Overall volume of negative calls will likely drop
Americans received 106.8 billion negative (nuisance, scam or fraud) calls in 2019, a 49% increase from the previous year, according to TNS’ recently released annual data analysis. That said, the collective impact of STIR/SHAKEN implementation by the carriers, the enablement of a safe harbor allowing carriers to block unwanted calls, new tools given to the FCC for enforcement, and potential additional resources for the Federal prevention and prosecution of criminal violations should lead to a drop in the volume of unwanted calls in 2020.

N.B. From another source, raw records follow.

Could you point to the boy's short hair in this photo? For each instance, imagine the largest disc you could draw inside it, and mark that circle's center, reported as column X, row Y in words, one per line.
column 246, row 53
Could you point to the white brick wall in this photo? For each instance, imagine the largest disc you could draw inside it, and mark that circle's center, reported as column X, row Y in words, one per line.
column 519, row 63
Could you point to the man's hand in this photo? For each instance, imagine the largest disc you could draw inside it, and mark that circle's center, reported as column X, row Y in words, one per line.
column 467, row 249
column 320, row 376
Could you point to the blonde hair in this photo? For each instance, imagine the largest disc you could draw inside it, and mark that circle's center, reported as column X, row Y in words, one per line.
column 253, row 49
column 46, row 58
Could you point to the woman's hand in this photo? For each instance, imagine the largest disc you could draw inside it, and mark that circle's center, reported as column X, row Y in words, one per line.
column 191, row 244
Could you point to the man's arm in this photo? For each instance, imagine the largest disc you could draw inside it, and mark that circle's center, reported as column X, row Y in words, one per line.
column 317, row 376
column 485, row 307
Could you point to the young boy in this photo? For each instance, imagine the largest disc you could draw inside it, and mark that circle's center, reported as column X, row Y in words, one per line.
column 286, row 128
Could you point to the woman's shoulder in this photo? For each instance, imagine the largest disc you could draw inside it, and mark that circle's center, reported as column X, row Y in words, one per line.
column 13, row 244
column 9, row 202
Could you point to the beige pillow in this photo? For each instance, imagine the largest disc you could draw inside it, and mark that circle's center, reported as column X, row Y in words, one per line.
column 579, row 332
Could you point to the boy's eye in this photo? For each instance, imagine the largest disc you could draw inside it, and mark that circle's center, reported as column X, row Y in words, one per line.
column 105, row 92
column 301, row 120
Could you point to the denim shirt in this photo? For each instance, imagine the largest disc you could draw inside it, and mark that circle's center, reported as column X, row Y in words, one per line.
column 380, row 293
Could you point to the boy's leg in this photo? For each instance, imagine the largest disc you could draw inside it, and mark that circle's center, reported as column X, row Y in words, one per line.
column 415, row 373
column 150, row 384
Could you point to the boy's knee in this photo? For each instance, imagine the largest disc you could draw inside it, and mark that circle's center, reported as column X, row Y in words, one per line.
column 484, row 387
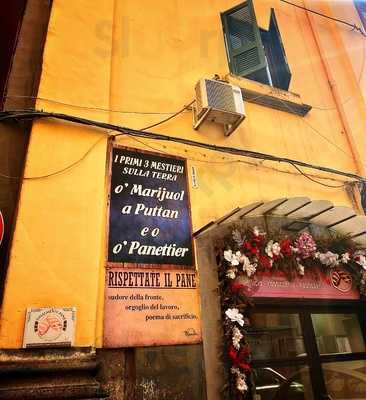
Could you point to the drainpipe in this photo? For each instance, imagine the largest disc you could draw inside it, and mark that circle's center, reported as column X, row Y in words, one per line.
column 337, row 97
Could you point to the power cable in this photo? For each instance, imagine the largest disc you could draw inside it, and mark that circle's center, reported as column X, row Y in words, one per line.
column 353, row 26
column 69, row 167
column 316, row 130
column 236, row 162
column 20, row 115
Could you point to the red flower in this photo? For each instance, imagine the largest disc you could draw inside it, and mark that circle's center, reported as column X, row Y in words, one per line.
column 250, row 249
column 259, row 240
column 286, row 249
column 233, row 354
column 244, row 352
column 266, row 262
column 240, row 358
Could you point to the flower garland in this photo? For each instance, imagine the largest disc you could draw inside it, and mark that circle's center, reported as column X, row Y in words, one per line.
column 252, row 253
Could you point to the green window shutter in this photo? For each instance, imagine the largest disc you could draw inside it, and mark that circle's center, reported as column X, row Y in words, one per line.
column 242, row 40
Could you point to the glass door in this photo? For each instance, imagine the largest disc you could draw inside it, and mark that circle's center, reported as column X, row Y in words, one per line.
column 308, row 353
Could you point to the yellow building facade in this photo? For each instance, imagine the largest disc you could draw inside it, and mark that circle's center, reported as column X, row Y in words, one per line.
column 135, row 63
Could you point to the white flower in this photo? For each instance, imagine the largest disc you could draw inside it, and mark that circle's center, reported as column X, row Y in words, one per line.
column 232, row 258
column 294, row 249
column 230, row 273
column 345, row 258
column 329, row 259
column 241, row 384
column 234, row 315
column 237, row 336
column 250, row 269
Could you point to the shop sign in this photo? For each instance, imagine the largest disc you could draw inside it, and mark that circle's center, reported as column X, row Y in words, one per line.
column 49, row 327
column 337, row 284
column 2, row 227
column 152, row 288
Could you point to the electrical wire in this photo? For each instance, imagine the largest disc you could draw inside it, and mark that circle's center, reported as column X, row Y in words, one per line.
column 87, row 107
column 58, row 172
column 23, row 115
column 314, row 180
column 353, row 26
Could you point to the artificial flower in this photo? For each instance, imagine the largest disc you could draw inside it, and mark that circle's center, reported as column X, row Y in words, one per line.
column 241, row 384
column 237, row 336
column 359, row 258
column 232, row 258
column 250, row 249
column 234, row 315
column 286, row 247
column 248, row 267
column 238, row 237
column 231, row 273
column 329, row 259
column 345, row 257
column 266, row 262
column 273, row 250
column 301, row 269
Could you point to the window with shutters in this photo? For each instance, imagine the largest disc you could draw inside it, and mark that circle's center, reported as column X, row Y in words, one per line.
column 255, row 53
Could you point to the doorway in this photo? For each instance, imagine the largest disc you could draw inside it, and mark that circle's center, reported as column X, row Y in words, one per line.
column 308, row 350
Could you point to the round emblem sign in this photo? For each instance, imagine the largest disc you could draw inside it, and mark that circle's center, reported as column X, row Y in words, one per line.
column 341, row 280
column 1, row 227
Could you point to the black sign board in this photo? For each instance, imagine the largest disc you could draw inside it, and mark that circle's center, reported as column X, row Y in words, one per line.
column 149, row 212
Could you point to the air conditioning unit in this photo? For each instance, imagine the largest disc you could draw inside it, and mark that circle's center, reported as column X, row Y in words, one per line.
column 218, row 102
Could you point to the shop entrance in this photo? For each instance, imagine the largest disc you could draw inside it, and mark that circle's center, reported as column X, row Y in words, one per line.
column 308, row 350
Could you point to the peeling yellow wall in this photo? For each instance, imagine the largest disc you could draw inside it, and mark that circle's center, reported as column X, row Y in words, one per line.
column 145, row 57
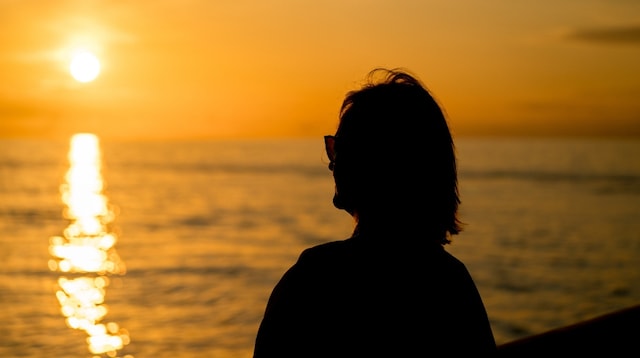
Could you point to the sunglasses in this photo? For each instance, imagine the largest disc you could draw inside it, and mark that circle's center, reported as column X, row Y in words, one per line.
column 329, row 147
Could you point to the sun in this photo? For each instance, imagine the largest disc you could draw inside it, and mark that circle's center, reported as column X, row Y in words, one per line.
column 84, row 67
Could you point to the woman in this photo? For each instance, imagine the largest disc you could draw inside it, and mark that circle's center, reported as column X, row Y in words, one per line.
column 391, row 289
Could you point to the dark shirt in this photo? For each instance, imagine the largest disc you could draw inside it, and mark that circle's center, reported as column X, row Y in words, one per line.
column 366, row 297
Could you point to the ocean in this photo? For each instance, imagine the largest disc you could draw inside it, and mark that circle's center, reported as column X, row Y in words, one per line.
column 201, row 231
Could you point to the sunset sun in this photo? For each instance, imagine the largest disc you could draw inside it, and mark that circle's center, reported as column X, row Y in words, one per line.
column 84, row 67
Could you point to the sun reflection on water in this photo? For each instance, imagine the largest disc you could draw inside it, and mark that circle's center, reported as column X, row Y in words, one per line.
column 86, row 254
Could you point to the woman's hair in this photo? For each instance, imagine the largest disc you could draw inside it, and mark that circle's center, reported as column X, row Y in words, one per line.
column 398, row 154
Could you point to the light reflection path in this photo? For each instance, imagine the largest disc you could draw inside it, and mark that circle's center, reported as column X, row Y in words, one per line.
column 85, row 254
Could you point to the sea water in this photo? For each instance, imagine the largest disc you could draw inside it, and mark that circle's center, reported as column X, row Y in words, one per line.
column 205, row 229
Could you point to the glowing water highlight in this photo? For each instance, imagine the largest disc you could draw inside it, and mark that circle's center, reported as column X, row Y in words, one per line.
column 85, row 254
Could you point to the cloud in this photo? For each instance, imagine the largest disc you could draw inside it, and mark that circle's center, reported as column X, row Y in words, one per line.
column 620, row 35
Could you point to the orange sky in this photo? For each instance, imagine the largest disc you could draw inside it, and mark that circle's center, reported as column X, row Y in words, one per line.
column 218, row 69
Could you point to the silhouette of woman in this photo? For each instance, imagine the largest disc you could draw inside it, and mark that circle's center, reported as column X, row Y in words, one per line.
column 391, row 289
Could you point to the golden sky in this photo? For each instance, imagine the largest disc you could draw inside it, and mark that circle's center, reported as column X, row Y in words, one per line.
column 178, row 69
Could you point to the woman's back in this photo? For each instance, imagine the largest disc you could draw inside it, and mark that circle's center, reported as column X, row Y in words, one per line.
column 361, row 297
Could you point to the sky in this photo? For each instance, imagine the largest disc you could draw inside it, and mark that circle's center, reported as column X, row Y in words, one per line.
column 188, row 69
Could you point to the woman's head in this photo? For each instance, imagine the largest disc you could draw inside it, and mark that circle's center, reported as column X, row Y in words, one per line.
column 394, row 155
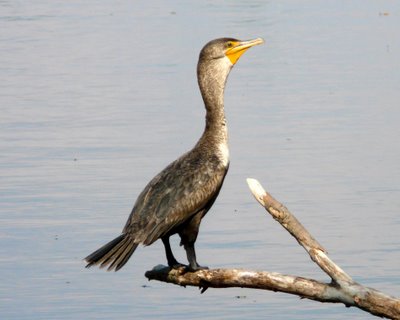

The past several months have seen tangible developments by carriers, government and other industry participants to combat robocalls. And while 2019 data did not reflect the fruits of this collective labor, the foundation is now in place to finally turn the tide and position 2020 as a transformative year for restoring trust in voice calling. Building on that foundation will require a commitment by all stakeholders to pursuing and executing a layered approach that includes analytic engines to accurately identify robocalls; the expansion of STIR/SHAKEN to more carriers; and increased penalties for originators of unwanted calls.